Similarly to Zendesk Sell, the sales force automation solution helps customers visualize their pipeline, manage leads, and automate the sales process, while generating reports with AI in a single workspace.

Zendesk Is Primed to Go All In on Customer Service

Zendesk has a massive global user base that leverages its customer service CRM. But until recent years, it struggled to answer: what’s next?

In 2018, it expanded into providing a broader CRM platform by releasing Zendesk Sell, but never went all-in to channel Salesforce, Microsoft Dynamics, and others across all CX functions.

From there, it moved to acquire SurveyMonkey to expand into voice of the customer (VoC) solutions, but the deal ultimately broke down.

Shortly after, it went private and brought in former Genesys President Tom Eggemeier as CEO.

He then pulled Zendesk back to what it does best: customer service.

With now almost as many people who had been Genesys execs on its board as Genesys, it has since bought a cloud contact center platform, expanded into workforce engagement management (WEM), and launched its Resolution platform.

How Zendesk Is Reimagining Customer Service Experiences

Eggemeier shared his vision for the future of customer service in a recent interview with CX Today.

During the interview, he stated: “Five years from now, it’s definitely going to be more automated… I think it’s going to be more proactive. It’s going to be more personalized. And you’re going to start blurring these lines because everyone’s going to be focused on how do I create lifetime value, retention, and satisfaction with my customers, employees, and the businesses that I serve.”

Eggemeier acknowledged that “there is a little bit of a hype cycle” when it comes to integrating AI into contact center operations. But, he added that the technology is more than a passing fad.
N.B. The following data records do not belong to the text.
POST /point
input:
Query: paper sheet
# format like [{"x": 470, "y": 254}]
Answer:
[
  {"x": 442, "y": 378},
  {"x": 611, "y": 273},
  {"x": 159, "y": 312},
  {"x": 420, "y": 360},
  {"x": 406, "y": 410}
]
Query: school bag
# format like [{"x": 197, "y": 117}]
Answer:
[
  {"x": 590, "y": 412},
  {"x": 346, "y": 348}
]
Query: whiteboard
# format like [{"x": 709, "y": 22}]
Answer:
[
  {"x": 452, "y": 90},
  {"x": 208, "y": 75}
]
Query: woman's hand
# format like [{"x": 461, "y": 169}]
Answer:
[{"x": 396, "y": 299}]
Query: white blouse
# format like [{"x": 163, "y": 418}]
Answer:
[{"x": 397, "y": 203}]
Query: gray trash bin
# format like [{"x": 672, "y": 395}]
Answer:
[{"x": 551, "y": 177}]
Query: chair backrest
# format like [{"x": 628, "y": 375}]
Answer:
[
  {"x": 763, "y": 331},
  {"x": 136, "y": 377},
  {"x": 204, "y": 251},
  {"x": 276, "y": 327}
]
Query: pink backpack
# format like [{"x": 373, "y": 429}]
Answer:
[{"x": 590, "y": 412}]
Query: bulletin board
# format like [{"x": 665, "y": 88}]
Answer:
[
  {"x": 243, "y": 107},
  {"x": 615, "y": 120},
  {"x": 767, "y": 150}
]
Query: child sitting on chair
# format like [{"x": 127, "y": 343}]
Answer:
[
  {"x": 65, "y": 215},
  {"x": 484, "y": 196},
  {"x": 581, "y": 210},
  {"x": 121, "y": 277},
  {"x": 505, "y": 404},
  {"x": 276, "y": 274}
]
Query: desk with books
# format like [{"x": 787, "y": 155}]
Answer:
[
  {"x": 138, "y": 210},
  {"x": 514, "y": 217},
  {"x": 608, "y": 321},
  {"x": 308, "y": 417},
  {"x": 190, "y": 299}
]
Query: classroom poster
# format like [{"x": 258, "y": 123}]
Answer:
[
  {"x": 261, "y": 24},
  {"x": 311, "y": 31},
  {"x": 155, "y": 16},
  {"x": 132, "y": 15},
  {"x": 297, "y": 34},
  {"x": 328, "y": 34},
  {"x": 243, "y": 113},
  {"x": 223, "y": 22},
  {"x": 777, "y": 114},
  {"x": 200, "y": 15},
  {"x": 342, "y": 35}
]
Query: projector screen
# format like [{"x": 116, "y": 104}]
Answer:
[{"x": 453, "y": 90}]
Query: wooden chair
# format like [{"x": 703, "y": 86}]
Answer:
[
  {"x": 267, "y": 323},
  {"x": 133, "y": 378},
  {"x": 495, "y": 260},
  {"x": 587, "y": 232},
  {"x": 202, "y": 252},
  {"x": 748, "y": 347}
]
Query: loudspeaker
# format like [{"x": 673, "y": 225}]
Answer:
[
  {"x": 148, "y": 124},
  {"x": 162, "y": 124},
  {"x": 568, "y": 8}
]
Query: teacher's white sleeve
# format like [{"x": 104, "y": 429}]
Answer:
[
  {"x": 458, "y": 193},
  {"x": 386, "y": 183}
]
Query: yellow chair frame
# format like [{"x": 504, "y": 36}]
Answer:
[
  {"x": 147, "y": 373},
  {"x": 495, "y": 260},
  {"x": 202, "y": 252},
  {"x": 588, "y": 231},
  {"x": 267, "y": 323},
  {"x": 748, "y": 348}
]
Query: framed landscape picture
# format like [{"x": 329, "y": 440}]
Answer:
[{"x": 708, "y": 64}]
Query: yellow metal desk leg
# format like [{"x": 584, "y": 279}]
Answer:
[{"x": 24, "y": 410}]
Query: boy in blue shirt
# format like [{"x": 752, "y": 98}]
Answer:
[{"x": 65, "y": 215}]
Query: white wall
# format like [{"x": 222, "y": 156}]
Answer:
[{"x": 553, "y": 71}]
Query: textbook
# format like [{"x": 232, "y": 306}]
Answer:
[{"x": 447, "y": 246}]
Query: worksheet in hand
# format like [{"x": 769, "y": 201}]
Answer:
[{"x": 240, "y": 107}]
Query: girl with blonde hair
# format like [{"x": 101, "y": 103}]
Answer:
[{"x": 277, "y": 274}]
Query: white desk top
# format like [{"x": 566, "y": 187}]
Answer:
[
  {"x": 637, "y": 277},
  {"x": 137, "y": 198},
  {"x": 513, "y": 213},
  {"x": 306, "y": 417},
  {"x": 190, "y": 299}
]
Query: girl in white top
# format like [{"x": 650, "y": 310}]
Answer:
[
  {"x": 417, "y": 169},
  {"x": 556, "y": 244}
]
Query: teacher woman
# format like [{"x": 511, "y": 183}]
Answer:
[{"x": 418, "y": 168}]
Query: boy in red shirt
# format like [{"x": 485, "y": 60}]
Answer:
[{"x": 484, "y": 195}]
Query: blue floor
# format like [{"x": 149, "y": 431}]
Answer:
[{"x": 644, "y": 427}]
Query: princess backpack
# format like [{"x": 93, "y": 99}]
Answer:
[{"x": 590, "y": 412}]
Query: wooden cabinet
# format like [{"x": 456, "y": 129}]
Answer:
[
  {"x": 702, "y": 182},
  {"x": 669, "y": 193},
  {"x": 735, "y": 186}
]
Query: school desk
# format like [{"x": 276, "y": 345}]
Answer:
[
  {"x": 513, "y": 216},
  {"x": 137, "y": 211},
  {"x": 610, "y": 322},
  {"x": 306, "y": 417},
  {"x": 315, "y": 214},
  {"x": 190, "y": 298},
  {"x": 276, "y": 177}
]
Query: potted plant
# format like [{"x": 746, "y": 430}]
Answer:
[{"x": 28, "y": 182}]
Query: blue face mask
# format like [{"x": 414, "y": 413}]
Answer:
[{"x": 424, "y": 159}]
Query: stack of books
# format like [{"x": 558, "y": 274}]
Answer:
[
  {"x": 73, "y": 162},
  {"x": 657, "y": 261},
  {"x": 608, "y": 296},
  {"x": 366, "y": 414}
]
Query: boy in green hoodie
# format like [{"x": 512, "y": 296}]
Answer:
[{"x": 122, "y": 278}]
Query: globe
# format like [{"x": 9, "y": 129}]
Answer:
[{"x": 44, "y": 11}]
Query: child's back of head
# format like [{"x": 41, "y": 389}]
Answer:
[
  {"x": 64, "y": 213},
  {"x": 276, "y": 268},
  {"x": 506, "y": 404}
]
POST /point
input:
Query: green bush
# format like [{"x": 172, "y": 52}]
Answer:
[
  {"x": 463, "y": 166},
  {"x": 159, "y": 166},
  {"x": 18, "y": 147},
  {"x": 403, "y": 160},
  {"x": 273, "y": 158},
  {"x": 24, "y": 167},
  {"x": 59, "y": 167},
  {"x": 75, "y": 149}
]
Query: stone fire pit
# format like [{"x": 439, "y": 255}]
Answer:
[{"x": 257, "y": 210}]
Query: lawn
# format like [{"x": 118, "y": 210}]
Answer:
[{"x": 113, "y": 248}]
The CEO continued:

It is going to fundamentally change the way you provide customer service or employee service, whether it’s business or consumers. It is going to fundamentally change your work and the nature of work.

This will present challenges as voice is seen as the most natural interface for human communication and is at the forefront of AI advancement, especially with the rise of autonomous agentic workers in contact centers.

However, as AI-powered voice assistants take on more responsibilities, potentially even to the point of interacting with other digital agents on behalf of customers, questions arise around how they are monitored and how systems ensure accountability and human escalation when things go wrong.

“We’re preparing ourselves and our customers for that future and that eventuality today. So, rather than buying a point solution that is boxed out, we’re laying the foundations so that our customers can grow on the journey,” summarized Jonathan Barouch, VP & GM of Zendesk for Contact Center.